Firmen dort ansiedeln, wo die besten Leute sind, nicht die Steuern tief

Der Firmensitz bliebe dabei irrelevant. Die unternehmerische Tätigkeit würde dann wieder dort ausgeübt, wo die besten Mitarbeiter für diese betreffende Funktion zu finden sind – und nicht am Standort mit den tiefsten Steuern.

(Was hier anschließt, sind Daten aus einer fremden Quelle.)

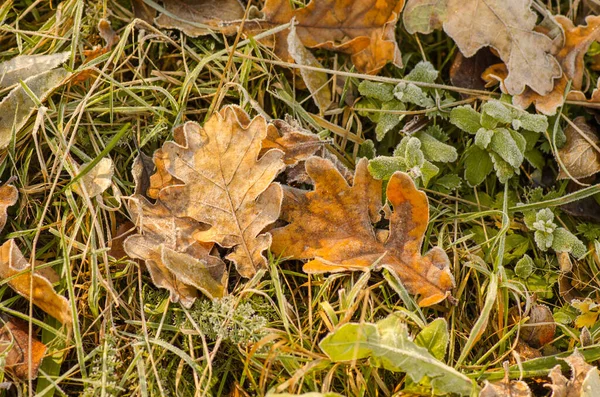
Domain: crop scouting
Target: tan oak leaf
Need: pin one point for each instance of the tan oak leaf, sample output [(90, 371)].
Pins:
[(333, 227), (225, 184)]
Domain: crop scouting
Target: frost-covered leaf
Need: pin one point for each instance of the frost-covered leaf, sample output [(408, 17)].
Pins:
[(388, 345), (380, 91), (434, 150), (466, 118), (22, 67), (363, 29), (17, 106), (524, 267), (16, 270), (584, 381), (579, 156), (507, 26), (332, 226), (8, 197), (96, 180)]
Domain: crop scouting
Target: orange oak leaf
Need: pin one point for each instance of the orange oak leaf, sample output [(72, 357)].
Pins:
[(15, 269), (333, 227), (577, 40), (174, 259), (14, 336), (364, 29), (8, 196), (226, 185)]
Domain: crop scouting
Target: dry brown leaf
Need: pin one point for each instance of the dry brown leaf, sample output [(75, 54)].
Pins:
[(540, 328), (226, 185), (14, 335), (175, 260), (317, 82), (584, 381), (333, 227), (505, 387), (200, 17), (505, 25), (97, 180), (8, 196), (578, 155), (14, 268), (364, 29)]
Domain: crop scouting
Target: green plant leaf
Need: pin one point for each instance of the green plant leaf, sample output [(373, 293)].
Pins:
[(434, 337), (503, 144), (389, 346), (466, 118), (379, 91), (478, 165), (434, 150)]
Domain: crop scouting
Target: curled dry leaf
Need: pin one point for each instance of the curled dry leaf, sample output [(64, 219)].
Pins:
[(14, 335), (364, 29), (333, 227), (15, 269), (199, 17), (8, 196), (505, 387), (584, 381), (175, 260), (505, 25), (581, 153), (225, 185), (96, 180), (17, 106)]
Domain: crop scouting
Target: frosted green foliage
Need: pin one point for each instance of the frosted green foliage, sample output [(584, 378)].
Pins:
[(498, 111), (388, 345), (503, 143), (504, 171), (565, 241), (380, 91), (221, 318), (383, 167), (410, 93), (423, 72), (466, 118), (426, 172), (366, 149), (434, 150), (524, 267), (413, 156), (387, 121), (478, 165), (483, 137)]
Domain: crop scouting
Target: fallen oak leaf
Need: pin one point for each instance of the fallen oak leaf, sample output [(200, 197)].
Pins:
[(174, 259), (226, 185), (332, 226), (363, 29), (15, 269), (8, 197), (506, 26), (14, 337), (578, 155), (199, 17)]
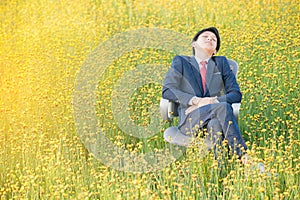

Dies würde für mehr Wertschöpfung sorgen und wiederum Arbeitsplätze schaffen, was aus staatlicher Sicht der Primärnutzen von Unternehmen sein sollte. Global umgesetzt würden BEPS, CbCR und andere multilaterale Regulierungsbestrebungen obsolet.

Trotz dem Risiko, dass meine eigene Jobsicherheit damit rapide sinkt, fordere ich daher die Abschaffung der Unternehmenssteuern im Rahmen der Unternehmenssteuerreform 4.0. Ein rigoroser Systemumbau ist volkswirtschaftlich sinnvoller als die ineffiziente Regulierungswut diktiert von undurchsichtigen bürokratischen Organisationen mit bedenklicher demokratischer Legitimation.